# t-SNE Explorations

In [1]:
%matplotlib notebook

import matplotlib as mpl
from mpl_toolkits.mplot3d import Axes3D
import numpy as np
import matplotlib.pyplot as plt
import pandas as pd
from   sklearn.decomposition import PCA
from   sklearn.manifold import TSNE, Isomap, LocallyLinearEmbedding, MDS, SpectralEmbedding
from   sklearn.preprocessing import StandardScaler

np.set_printoptions(suppress=True)
np.set_printoptions(precision=4)
plt_style = 'seaborn-talk'

## Plotting function

In [29]:
def do_plot(X_fit, title):
    dimension = X_fit.shape[1]
#     print('X_fit.shape: {}'.format(X_fit.shape))
    with plt.style.context(plt_style):
        fig = plt.figure()
        if dimension == 2:
            ax = fig.add_subplot(111)
            for lab, col in zip((0, 1, 2, 3),
                                ('black', 'red', 'green', 'blue')):
                ax.scatter(X_fit[y==lab, 0],
                           X_fit[y==lab, 1],
                           c=col)
        elif dimension == 3:
            ax = fig.add_subplot(111, projection='3d')
            for lab, col in zip((0, 1, 2, 3),
                                ('black', 'red', 'green', 'blue')):
                ax.scatter(X_fit[y==lab, 0],
                           X_fit[y==lab, 1],
                           X_fit[y==lab, 2],
                           c=col)
        else:
            raise Exception('Unknown dimension: %d' % dimension)
        plt.title(title)
        plt.show()

## Generate the data
To create a simple test case, we generate some Gaussian point clouds in $\mathbb{R}^3$. Then we see how they look embedded in $\mathbb{R}^2$ and $\mathbb{R}^3$ using various algorithms, including t-SNE.
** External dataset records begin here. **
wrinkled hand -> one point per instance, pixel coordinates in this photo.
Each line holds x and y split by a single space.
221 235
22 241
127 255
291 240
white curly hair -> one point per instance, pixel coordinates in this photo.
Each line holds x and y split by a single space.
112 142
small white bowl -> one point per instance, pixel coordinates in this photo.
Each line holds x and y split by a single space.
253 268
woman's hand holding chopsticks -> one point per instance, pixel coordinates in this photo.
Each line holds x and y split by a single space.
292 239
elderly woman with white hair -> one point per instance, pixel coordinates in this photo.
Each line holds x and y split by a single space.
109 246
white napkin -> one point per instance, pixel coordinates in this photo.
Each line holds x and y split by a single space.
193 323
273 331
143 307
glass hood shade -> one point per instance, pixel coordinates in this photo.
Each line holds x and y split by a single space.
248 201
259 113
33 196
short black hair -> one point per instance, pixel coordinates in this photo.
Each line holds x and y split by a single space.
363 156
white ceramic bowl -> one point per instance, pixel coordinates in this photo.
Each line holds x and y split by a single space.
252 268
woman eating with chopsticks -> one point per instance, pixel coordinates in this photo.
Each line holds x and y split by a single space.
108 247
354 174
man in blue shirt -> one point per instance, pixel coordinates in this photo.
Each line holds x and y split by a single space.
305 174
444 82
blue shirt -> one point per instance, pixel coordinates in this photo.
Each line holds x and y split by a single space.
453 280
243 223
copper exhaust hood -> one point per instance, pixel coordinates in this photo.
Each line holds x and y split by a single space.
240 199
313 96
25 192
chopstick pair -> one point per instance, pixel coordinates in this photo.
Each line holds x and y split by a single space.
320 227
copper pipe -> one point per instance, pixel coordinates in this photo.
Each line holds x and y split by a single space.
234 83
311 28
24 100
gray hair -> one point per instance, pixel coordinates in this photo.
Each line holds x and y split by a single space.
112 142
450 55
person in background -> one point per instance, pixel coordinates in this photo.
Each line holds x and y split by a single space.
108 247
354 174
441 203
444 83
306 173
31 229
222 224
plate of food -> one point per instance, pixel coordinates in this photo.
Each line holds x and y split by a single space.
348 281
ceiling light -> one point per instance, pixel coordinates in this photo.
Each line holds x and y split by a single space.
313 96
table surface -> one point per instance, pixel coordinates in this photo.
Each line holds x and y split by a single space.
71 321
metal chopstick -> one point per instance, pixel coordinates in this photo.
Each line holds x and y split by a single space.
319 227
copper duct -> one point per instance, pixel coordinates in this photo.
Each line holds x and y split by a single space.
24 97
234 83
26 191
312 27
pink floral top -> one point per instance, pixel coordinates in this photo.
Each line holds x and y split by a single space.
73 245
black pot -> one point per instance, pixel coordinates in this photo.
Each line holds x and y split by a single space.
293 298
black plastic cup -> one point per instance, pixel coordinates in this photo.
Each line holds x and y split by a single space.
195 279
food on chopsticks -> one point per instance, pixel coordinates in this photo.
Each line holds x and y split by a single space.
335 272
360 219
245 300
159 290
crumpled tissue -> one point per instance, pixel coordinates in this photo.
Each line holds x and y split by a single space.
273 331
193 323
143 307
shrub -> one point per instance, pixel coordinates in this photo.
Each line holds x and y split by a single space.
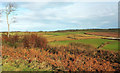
35 41
11 41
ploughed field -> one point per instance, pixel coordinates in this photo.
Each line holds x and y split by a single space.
82 50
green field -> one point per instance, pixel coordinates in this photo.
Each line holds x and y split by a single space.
93 42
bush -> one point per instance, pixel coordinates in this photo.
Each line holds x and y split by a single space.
35 41
11 41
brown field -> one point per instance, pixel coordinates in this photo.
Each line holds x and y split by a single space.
108 34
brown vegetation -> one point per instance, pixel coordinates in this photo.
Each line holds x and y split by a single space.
109 34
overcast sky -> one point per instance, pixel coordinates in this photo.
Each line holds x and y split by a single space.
51 16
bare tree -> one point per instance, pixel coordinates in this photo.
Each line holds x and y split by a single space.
10 8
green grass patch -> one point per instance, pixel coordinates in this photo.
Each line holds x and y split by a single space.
92 42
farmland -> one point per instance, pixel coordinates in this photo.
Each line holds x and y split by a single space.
80 50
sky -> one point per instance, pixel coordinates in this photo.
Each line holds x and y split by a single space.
52 16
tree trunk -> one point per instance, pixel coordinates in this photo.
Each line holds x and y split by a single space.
8 25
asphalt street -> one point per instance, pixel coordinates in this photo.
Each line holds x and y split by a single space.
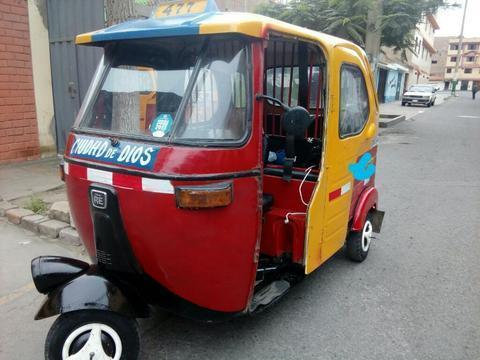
417 296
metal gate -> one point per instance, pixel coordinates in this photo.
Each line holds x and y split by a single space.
72 67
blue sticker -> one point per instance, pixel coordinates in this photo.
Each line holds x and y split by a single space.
362 170
161 125
127 153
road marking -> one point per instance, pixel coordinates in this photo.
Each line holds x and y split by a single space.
17 293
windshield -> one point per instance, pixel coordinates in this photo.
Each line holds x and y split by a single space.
420 88
183 88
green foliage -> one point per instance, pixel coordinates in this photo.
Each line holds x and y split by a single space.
348 18
37 205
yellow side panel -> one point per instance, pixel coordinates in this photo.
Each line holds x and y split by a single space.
315 228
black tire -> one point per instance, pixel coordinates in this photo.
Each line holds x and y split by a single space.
355 247
67 324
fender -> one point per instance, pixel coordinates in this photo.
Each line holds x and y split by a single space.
91 290
368 199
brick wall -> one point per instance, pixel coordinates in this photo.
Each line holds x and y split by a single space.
18 123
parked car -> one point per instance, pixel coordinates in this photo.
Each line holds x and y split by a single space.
420 94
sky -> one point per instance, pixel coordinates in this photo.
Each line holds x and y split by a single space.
450 20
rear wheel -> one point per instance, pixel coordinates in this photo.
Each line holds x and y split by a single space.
93 334
358 242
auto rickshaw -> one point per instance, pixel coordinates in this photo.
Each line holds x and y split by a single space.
217 160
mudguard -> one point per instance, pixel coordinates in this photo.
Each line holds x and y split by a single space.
91 290
367 201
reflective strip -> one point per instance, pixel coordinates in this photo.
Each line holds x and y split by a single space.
157 185
100 176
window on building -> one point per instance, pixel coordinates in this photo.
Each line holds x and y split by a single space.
354 107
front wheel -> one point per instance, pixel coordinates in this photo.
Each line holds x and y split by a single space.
93 334
358 242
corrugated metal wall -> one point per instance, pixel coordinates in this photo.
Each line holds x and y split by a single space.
72 66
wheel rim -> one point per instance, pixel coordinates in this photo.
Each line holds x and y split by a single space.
367 235
94 346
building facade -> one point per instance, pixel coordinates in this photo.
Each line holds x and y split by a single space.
18 119
397 70
468 63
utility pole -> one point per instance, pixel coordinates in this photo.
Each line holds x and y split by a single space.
373 34
459 50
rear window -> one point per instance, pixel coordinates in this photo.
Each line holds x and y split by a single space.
184 90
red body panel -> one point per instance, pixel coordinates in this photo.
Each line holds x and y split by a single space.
208 256
278 237
358 212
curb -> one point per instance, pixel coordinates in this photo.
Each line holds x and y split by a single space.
42 225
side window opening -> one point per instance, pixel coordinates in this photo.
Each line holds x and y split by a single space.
354 105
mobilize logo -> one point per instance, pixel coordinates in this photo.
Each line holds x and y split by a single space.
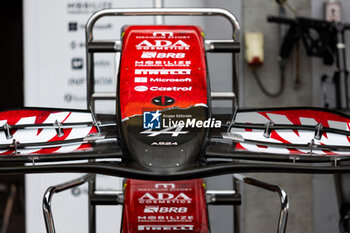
162 45
163 34
162 209
163 198
155 88
163 71
162 63
151 120
165 227
162 55
162 80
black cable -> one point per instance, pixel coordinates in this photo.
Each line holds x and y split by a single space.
282 81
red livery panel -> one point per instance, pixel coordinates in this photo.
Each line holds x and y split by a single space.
167 62
158 206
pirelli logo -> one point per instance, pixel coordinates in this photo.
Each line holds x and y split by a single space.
165 227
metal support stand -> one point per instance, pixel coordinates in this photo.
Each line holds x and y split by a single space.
48 217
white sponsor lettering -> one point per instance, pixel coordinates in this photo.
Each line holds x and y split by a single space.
165 227
170 80
158 209
162 197
140 79
173 131
141 88
163 218
163 34
146 54
192 123
162 45
163 71
164 144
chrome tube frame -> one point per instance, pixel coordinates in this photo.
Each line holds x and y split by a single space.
48 217
283 217
115 46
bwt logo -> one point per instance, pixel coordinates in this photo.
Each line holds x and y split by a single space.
151 120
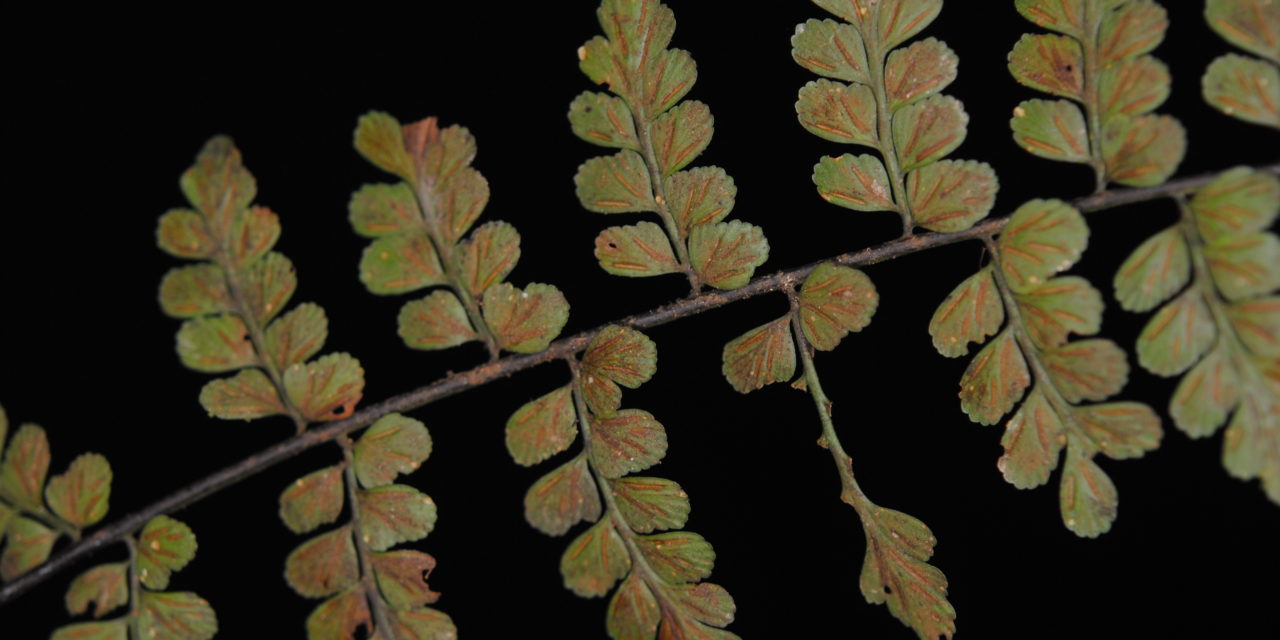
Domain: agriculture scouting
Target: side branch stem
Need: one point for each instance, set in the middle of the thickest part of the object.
(560, 350)
(830, 440)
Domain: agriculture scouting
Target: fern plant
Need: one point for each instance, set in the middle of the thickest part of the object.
(757, 487)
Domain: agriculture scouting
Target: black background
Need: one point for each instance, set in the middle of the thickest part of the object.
(105, 112)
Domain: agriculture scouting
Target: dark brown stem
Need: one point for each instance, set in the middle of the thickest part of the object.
(558, 350)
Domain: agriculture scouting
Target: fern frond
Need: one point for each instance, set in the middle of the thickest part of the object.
(661, 574)
(1242, 86)
(1032, 356)
(658, 137)
(1100, 62)
(163, 547)
(231, 301)
(892, 104)
(420, 241)
(364, 583)
(1216, 273)
(35, 512)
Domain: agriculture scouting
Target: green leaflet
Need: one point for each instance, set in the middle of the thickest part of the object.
(1059, 307)
(338, 617)
(1033, 439)
(542, 428)
(24, 467)
(913, 129)
(379, 210)
(762, 356)
(231, 300)
(617, 442)
(1246, 265)
(312, 499)
(1257, 324)
(1042, 238)
(33, 513)
(28, 544)
(394, 444)
(1134, 30)
(969, 314)
(1114, 133)
(1087, 497)
(1120, 429)
(603, 119)
(635, 251)
(562, 498)
(1157, 269)
(1238, 201)
(215, 343)
(324, 565)
(617, 355)
(995, 380)
(627, 442)
(831, 49)
(927, 131)
(1054, 64)
(1143, 151)
(1221, 330)
(1249, 24)
(650, 503)
(1133, 87)
(420, 229)
(437, 321)
(1206, 394)
(297, 336)
(595, 561)
(269, 284)
(854, 182)
(1093, 370)
(401, 264)
(703, 195)
(245, 396)
(104, 586)
(895, 572)
(833, 301)
(327, 388)
(164, 545)
(394, 513)
(615, 184)
(402, 577)
(951, 195)
(80, 496)
(649, 81)
(176, 616)
(525, 321)
(918, 71)
(488, 256)
(195, 291)
(1051, 128)
(1244, 87)
(679, 557)
(725, 255)
(681, 135)
(183, 233)
(634, 612)
(890, 22)
(837, 112)
(1176, 336)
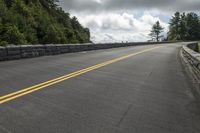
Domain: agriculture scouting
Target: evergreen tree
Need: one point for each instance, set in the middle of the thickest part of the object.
(156, 30)
(184, 27)
(38, 21)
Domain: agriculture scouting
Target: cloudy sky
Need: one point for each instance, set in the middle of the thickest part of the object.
(125, 20)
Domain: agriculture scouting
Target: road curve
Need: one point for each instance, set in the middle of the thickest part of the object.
(141, 89)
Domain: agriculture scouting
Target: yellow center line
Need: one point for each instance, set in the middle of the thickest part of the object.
(20, 93)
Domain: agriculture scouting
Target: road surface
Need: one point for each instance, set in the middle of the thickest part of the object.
(142, 89)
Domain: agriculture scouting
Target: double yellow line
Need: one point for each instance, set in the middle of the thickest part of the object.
(17, 94)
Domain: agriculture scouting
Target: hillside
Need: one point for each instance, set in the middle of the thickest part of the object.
(38, 22)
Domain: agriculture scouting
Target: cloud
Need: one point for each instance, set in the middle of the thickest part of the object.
(115, 27)
(107, 5)
(125, 20)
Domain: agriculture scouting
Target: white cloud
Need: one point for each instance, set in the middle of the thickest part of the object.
(116, 27)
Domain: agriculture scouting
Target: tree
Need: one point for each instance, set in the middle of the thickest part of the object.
(174, 28)
(184, 27)
(156, 30)
(38, 21)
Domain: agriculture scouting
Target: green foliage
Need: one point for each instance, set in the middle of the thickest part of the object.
(156, 30)
(38, 21)
(184, 27)
(198, 49)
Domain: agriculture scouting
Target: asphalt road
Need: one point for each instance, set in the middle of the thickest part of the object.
(141, 89)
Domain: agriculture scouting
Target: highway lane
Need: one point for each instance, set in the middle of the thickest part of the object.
(145, 92)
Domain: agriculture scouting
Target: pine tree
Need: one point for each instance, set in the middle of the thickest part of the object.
(156, 30)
There's one point cloud centered at the origin and three on each of the three axes. They are well separated, as can be seen in the first visualization below.

In [39]:
num_dimensions = 3
num_clusters = 4
num_points = 100
cluster_separation = 10
centers = np.array([(0,0,0), (1,0,0), (0,1,0), (0,0,1)], dtype=float) * cluster_separation
data = np.zeros((num_clusters * num_points, num_dimensions), dtype=float)
labels = np.zeros(num_clusters * num_points, dtype=int)
for c in range(num_clusters):
    start = c * num_points
    end = start + num_points
    data[start:end, :] = np.random.randn(num_points, num_dimensions) + centers[c]
    labels[start:end] = c
data_df = pd.DataFrame(data, columns=('x','y','z'))
data_df['label'] = labels
data_df.head()

Unnamed: 0,x,y,z,label
0,2.053165,0.687047,1.986002,0
1,0.206302,0.516445,-0.630684,0
2,1.059256,0.066027,0.202034,0
3,-0.618251,-0.521692,-0.190061,0
4,-0.538105,-1.513212,1.559611,0


## Prep the data for fitting and visualizing

In [49]:
X = data_df.ix[:,0:-1]
y = data_df['label'].values

## 3D view

In [48]:
do_plot(X.values, 'Original Data')

<IPython.core.display.Javascript object>

In [54]:
X.values[:,0:-1].shape

(400, 2)

## Dumb 2D projection

In [58]:
do_plot(X.values[:,1:], 'Plane x=0')

<IPython.core.display.Javascript object>

## PCA (2D)

In [59]:
do_plot(PCA(n_components=2).fit_transform(X), 'PCA')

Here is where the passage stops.